Auch mit der BGV, also den Berufsgenossenschaftlichen Vorschriften, verhält es sich einfacher, als es auf den ersten Blick erscheint. Denn diese sind die ‚alten‘ Unfallverhütungsvorschriften, so wurde aus der BGV A3 beispielsweise die DGUV V3. Die Umwandlung ist damit zu erklären, dass sich am 1. Juni 2007 der Hauptverband der gewerblichen Berufsgenossenschaften (HVBG) und der Bundesverband der Unfallkassen (BUK) zum Spitzenverband der gewerblichen Berufsgenossenschaften und Unfallkassen, heute Deutsche Gesetzliche Unfallversicherung genannt, zusammengeschlossen haben. Dieser Spitzenverband umfasst heute alle 27 Unfallkassen sowie gewerbliche Berufsgenossenschaften. Wie wichtig dieser heute ist, lässt sich alleine daran erkennen, dass über diesen heutzutage siebzig Millionen Menschen gegen die Folgen von Arbeitsunfällen, Wegeunfällen und Berufskrankheiten versichert sind. Der Verband gliedert sich in sechs rechtliche Landesverbände, die rechtlich aber nur zusammen betrachtet werden können: Nordwest, Nordost, West, Mitte, Südwest und Südost.

Im Zuge der Fusion wurden in den folgenden Jahren die Vorschriften 1-84 überarbeitet und zusammengefasst. Mit den neuen DGUV-Vorschriften wurden dann die nahezu identischen Vorschriften des BGV und des GUV außer Kraft gesetzt und in eine gemeinsame Vorschrift überführt.
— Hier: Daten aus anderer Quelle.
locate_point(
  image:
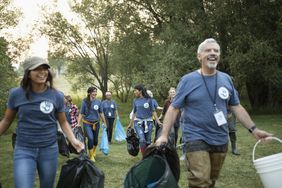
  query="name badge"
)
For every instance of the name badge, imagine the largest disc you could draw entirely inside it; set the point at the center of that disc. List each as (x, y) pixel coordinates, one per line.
(220, 118)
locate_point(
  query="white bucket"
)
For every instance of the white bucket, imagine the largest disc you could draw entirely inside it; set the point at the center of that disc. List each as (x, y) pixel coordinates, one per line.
(269, 168)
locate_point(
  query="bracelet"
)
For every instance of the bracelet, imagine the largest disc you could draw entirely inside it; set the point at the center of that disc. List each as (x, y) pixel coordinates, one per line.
(252, 128)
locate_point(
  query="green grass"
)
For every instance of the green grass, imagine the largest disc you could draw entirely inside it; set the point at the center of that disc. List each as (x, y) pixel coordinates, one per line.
(237, 172)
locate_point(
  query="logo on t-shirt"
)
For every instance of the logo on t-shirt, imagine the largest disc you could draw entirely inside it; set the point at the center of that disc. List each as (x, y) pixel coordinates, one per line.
(46, 107)
(146, 105)
(223, 93)
(96, 107)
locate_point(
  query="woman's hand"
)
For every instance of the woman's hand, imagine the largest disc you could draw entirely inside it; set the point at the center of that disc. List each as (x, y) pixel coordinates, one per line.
(79, 146)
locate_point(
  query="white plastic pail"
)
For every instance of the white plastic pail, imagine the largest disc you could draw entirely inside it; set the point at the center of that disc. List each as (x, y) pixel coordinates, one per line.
(269, 168)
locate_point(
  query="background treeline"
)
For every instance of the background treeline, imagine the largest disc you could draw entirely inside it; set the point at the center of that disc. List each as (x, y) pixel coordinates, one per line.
(120, 43)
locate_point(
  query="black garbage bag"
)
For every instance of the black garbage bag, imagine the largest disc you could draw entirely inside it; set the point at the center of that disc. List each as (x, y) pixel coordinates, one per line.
(77, 131)
(81, 172)
(154, 170)
(132, 142)
(62, 144)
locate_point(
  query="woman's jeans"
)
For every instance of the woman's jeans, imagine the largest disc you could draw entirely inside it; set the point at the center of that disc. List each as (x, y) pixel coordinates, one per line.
(27, 160)
(144, 133)
(110, 126)
(92, 135)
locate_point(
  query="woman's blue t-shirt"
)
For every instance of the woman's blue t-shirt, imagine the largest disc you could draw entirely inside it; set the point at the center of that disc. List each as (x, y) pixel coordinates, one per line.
(37, 121)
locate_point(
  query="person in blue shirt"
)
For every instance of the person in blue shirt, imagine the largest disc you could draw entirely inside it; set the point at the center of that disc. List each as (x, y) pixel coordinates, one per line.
(157, 107)
(204, 97)
(110, 111)
(38, 107)
(90, 114)
(71, 111)
(143, 111)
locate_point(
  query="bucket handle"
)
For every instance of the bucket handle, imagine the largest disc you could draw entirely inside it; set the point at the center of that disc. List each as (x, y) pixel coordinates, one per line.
(268, 138)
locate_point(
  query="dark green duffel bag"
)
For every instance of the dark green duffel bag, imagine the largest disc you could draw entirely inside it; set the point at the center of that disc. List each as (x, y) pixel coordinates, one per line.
(154, 171)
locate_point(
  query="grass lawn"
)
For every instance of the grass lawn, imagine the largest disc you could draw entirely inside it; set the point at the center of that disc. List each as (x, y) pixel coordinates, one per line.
(237, 172)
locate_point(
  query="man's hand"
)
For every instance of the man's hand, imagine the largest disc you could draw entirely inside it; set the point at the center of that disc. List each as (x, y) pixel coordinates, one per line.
(161, 140)
(261, 134)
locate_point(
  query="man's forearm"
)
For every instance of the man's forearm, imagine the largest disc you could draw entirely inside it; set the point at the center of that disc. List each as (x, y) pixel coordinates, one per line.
(169, 120)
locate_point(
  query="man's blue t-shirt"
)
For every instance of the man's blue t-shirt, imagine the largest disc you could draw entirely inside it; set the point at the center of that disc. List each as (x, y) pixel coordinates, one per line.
(67, 112)
(37, 121)
(143, 108)
(91, 114)
(109, 108)
(155, 103)
(192, 97)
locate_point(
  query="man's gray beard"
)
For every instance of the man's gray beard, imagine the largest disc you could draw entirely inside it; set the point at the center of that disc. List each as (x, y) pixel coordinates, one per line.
(212, 65)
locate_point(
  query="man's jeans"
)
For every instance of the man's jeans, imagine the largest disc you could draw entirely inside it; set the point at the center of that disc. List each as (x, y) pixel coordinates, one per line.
(92, 135)
(204, 163)
(144, 135)
(27, 160)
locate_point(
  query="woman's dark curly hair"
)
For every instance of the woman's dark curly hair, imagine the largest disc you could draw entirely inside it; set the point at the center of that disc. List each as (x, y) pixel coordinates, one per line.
(141, 87)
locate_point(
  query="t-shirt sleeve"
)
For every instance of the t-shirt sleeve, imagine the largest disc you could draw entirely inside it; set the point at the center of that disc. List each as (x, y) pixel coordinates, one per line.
(83, 107)
(60, 102)
(11, 100)
(100, 110)
(234, 96)
(134, 107)
(179, 99)
(153, 104)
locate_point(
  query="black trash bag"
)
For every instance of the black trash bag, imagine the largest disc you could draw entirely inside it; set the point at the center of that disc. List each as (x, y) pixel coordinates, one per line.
(170, 154)
(62, 144)
(81, 172)
(132, 142)
(77, 131)
(153, 171)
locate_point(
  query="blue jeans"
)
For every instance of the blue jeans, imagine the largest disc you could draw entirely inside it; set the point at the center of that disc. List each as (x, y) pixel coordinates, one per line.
(92, 135)
(27, 160)
(144, 138)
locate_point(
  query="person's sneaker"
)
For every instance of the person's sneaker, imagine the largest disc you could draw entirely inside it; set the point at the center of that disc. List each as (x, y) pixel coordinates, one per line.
(235, 152)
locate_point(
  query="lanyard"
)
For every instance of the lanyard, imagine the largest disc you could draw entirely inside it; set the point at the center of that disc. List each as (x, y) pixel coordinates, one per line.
(213, 99)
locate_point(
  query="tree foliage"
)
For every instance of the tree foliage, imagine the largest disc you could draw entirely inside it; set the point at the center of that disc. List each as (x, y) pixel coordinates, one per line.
(84, 43)
(8, 77)
(249, 33)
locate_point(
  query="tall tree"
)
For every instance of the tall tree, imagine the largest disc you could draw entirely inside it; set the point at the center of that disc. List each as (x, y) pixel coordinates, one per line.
(84, 43)
(8, 18)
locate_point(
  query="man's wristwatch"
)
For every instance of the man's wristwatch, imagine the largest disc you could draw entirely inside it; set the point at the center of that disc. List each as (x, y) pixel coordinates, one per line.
(251, 130)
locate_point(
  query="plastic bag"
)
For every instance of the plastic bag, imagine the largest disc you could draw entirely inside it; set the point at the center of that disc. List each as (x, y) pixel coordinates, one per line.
(62, 144)
(77, 131)
(132, 142)
(119, 132)
(153, 171)
(81, 172)
(104, 144)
Am 01.05.2014 wurde dann aus der BGV A3 die DGUV V3. Auch unter dem weiteren alten Namen VBG 4 kennen einige noch die heutige DGUV V3. Heute existiert also faktisch nur noch DGUV V3.

Übersicht der wichtigsten DGUV Vorschriften

  • DGUV Vorschrift 1: Grundsätze der Prävention – Pflichten des Unternehmers und Versicherten, Organisation des betrieblichen Arbeitsschutzes
  • DGUV Vorschrift 2: Tätigkeit von Betriebsärzten und Fachkräften für Arbeitssicherheit
  • DGUV Vorschrift 3: Prüfung elektrischer Anlagen und Betriebsmittel, gültig für Unternehmen
  • DGUV Vorschrift 4: Prüfung elektrischer Anlagen und Betriebsmittel, gültig für öffentliche und kommunale Einrichtungen
  • DGUV Vorschrift 6: Arbeitsmedizinische Vorsorge
  • DGUV Vorschrift 9: Sicherheitsmaßnahmen- und Gesundheitskennzeichnungen (inklusive Instandhaltung und Prüfung)
  • DGUV Vorschrift 70: Fahrzeuge (Geltungsbereich, Bau und Ausrüstung, Betrieb, Prüfung, Ordnungswidrigkeiten, Übergangs- und Ausführungsbestimmungen)

die DGUV Vorschriften

Die DGUV Vorschriften und ihre Regeln

Die DGUV Vorschriften werden durch DGUV Regeln ergänzt. In diesen werden die Maßnahmen zur Verhütung von Gefahren für Leben und Gesundheit bei der Arbeit dargelegt. In den DGUV Regeln 100-150 geht es um das Betreiben von Arbeitsmitteln. Dort wird genau beschrieben, wie beispielsweise mit Förderbändern, Maschinen zur Holzbearbeitung und Holzverarbeitung, beim Schweißen, Schneiden und viele weitere Verfahren im Detail durchzuführen sind.